Add rules to monitor critical files. Create /etc/audit/rules.d/hardening.rules:

# Monitor user/group changes
-w /etc/passwd -p wa -k identity
-w /etc/group -p wa -k identity
-w /etc/shadow -p wa -k identity
-w /etc/gshadow -p wa -k identity

# Monitor SSH config changes
-w /etc/ssh/sshd_config -p wa -k sshd_config

# Monitor sudo configuration
-w /etc/sudoers -p wa -k sudoers
-w /etc/sudoers.d/ -p wa -k sudoers

# Monitor cron jobs (persistence mechanism)
-w /etc/crontab -p wa -k cron
-w /var/spool/cron/ -p wa -k cron

# Monitor kernel module loading
-w /sbin/insmod -p x -k modules
-w /sbin/modprobe -p x -k modules

Load the rules:

sudo augenrules --load
sudo auditctl -l

Now any write or attribute change to /etc/passwd, /etc/shadow, SSH config, or cron jobs triggers an audit log entry. Search with sudo ausearch -k identity to find all identity-related events. In my experience, monitoring /etc/crontab and /var/spool/cron/ is critical — cron is one of the most common persistence mechanisms after a breach.

Disabling Unnecessary Services and Open Ports

Every listening service is a potential entry point. List what is currently listening:

sudo ss -tlnp

You should see your SSH daemon, and any web server or database you run — nothing else. Common services to disable on a hardened server:

sudo systemctl disable --now avahi-daemon
sudo systemctl disable --now cups
sudo systemctl disable --now rpcbind

avahi-daemon (mDNS/DNS-SD) and cups (printing) have no place on a headless server. rpcbind is needed for NFS — if you don't use NFS, remove it. After disabling, run ss -tlnp again and verify the list matches your expectations.

Additional Hardening Measures

Should I disable core dumps on a production server?

Yes. Core dumps can contain passwords, encryption keys, and other secrets from crashed processes. On a production server there is rarely a need to debug crashes at the core dump level — and the security risk of leaking sensitive memory contents outweighs the debugging benefit. Disable them:

# /etc/security/limits.conf
* hard core 0

Also add to /etc/sysctl.d/99-hardening.conf:

fs.suid_dumpable = 0

Login Banner

A login banner at /etc/issue.net serves a legal purpose — it establishes that unauthorized access is prohibited. This matters if you ever need to prosecute:

Authorized access only. All activity is monitored and logged.

Reference it in your SSH config with Banner /etc/issue.net (already included in our sshd_config above).

Set Proper umask

The default umask of 022 allows group and other users to read new files.
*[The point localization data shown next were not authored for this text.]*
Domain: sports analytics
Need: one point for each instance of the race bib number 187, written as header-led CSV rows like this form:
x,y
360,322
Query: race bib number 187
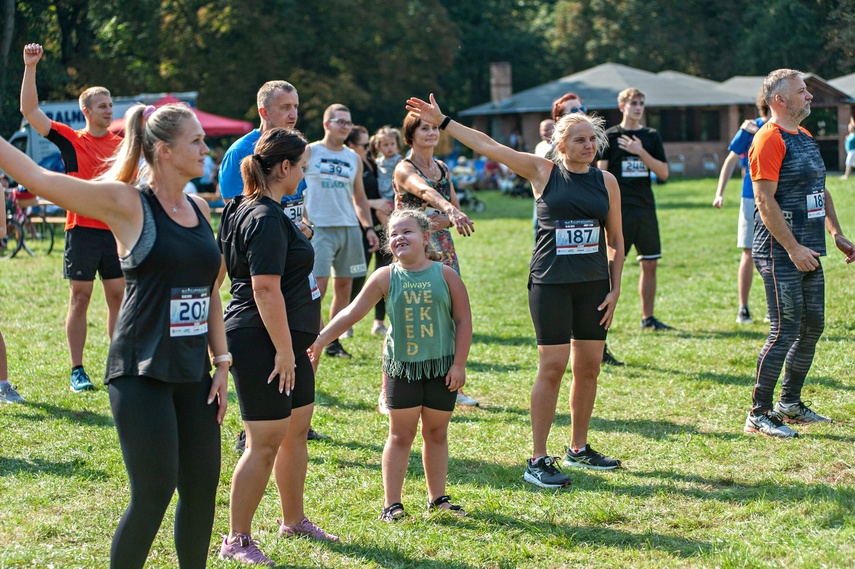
x,y
577,237
188,311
For a production server, tighten this to 027 in /etc/login.defs:

# /etc/login.defs
UMASK 027

New files created by users will be readable only by the owner and group, not by others.

The Full Linux Server Hardening Checklist

Here is the consolidated checklist. Work through it top to bottom on every new server:

Beyond the Checklist — Continuous Server Security

How often should I audit my server security?

At minimum, run through the critical items monthly: check auditd logs for unexpected changes, verify open ports with ss -tlnp, review ufw rules, and confirm unattended-upgrades is running. After any major change — new services, new users, OS upgrades — run the full checklist again.

A hardening checklist is a snapshot — it makes the server secure today. Keeping it secure requires ongoing work. Tools like Docker Compose add isolation layers, but they don't replace host-level hardening.

For servers running web applications, the next steps are a reverse proxy with SSL (Nginx + Let's Encrypt), application-level firewall rules, and centralized log shipping. If you're managing more than a handful of servers, consider automating this checklist with Ansible — but start by understanding each step manually. Automation without understanding just moves the risk somewhere you can't see it.